Popular gay hookup app Grindr, which has over 3.6 million daily active users worldwide, is under the scanner for sharing its users’ HIV status with two other companies. According to a recent report from BuzzFeed News, Antoine Pultier, a researcher at the Norwegian nonprofit SINTEF, has identified that Grindr shares its users’ location and HIV status with Apptimize and Localytics.
Apptimize and Localytics are companies which help optimize apps, and in this case, received information that Grindr users had included in their profiles. The information included their HIV status and their “last tested date”. Pultier was quoted by BuzzFeed News as saying:
“The HIV status is linked to all the other information. That’s the main issue. I think this is the incompetence of some developers that just send everything, including HIV status.”

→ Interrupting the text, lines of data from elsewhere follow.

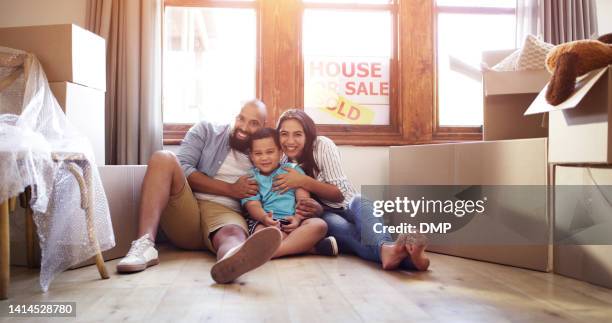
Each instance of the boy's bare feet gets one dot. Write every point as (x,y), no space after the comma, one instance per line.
(391,255)
(406,245)
(418,256)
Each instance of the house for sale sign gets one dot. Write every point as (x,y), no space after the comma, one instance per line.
(347,90)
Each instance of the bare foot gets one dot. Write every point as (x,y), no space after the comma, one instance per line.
(418,256)
(391,255)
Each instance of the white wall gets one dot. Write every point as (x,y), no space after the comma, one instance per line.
(15,13)
(604,16)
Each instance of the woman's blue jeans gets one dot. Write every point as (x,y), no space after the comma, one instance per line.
(353,229)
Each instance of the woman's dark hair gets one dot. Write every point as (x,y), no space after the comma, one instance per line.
(306,160)
(263,133)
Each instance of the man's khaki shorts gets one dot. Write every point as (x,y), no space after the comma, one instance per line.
(188,222)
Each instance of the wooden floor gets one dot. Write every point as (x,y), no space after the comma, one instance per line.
(319,289)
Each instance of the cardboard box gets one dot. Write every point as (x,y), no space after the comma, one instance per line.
(506,97)
(503,118)
(579,128)
(68,53)
(591,263)
(84,107)
(509,162)
(122,187)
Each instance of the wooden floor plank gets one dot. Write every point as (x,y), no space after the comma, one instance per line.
(318,289)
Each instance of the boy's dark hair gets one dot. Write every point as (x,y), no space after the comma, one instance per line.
(264,133)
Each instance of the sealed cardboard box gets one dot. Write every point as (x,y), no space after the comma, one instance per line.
(510,163)
(68,53)
(506,97)
(84,107)
(579,128)
(122,187)
(583,216)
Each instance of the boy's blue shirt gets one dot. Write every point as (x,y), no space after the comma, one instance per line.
(281,205)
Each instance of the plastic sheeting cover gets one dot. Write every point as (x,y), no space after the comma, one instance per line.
(40,148)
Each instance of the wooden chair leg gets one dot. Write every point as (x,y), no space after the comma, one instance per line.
(5,250)
(86,187)
(12,203)
(31,260)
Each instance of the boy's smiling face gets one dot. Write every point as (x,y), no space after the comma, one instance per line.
(265,155)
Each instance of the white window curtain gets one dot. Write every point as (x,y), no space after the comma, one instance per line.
(556,21)
(132,29)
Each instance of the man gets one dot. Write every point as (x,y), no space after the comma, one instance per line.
(194,196)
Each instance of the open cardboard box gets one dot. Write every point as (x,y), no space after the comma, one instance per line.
(579,128)
(507,162)
(506,97)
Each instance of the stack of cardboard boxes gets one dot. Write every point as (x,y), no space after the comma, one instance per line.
(580,150)
(578,153)
(514,153)
(74,61)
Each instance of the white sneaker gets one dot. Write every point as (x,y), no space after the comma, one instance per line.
(142,254)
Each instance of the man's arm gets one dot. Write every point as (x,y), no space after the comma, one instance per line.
(189,155)
(308,208)
(256,212)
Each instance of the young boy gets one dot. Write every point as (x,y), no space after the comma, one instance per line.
(271,208)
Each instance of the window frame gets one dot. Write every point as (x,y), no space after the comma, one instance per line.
(413,115)
(173,133)
(457,132)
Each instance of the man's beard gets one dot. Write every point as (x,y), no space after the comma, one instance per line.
(238,144)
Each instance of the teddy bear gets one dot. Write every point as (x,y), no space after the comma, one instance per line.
(569,60)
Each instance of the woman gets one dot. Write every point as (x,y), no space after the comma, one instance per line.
(320,159)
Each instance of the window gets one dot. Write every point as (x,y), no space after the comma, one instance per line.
(466,28)
(209,63)
(351,64)
(347,64)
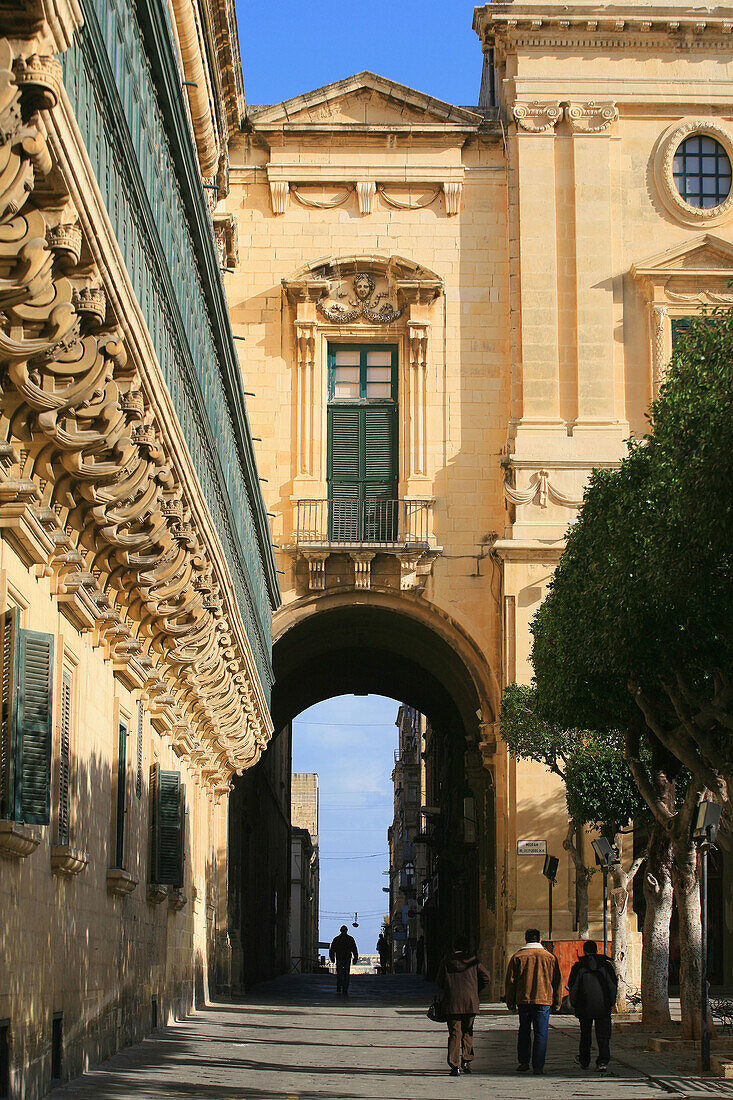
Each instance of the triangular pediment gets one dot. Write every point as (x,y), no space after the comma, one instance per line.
(700,255)
(364,99)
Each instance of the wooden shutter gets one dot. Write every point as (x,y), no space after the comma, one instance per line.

SINTEF’s analysis also revealed that Grindr was also sharing its users’ location, “tribe”, sexuality, relationship status, ethnicity, and phone ID to other third-party advertising companies. It’s worth noting that this information, unlike the HIV data, was shared via “plain text”, which can be easily hacked.
Cooper Quintin, senior staff technologist and security researcher at the Electronic Frontier Foundation, told BuzzFeed News:
“It allows anybody who is running the network or who can monitor the network – such as a hacker or a criminal with a little bit of tech knowledge, or your ISP or your government – to see what your location is…When you combine this with an app like Grindr that is primarily aimed at people who may be at risk – especially depending on the country they live in or depending on how homophobic the local populace is – this is an especially bad practice that can put their user safety at risk”.
In response, Grindr told BuzzFeed News that the services they receive from Apptimize and Localytics help them make the app better. In a statement regarding the matter, Grindr’s CTO Scott Chen was quoted saying:
“Thousands of companies use these highly-regarded platforms. These are standard practices in the mobile app ecosystem…No Grindr user information is sold to third parties. We pay these software vendors to utilize their services…The limited information shared with these platforms is done under strict contractual terms that provide for the highest level of confidentiality, data security, and user privacy.”
Grindr’s Chief Security Officer Bryce Case has since revealed that the company will stop sharing data with the two companies when the app’s next update is released. However, he defended Grindr’s decision to share the data and argued that Apptimize and Localytics were just tools to help the app function better. He even added that the information was being “conflated with Cambridge Analytica” and the company did not sell the user data to any third-parties.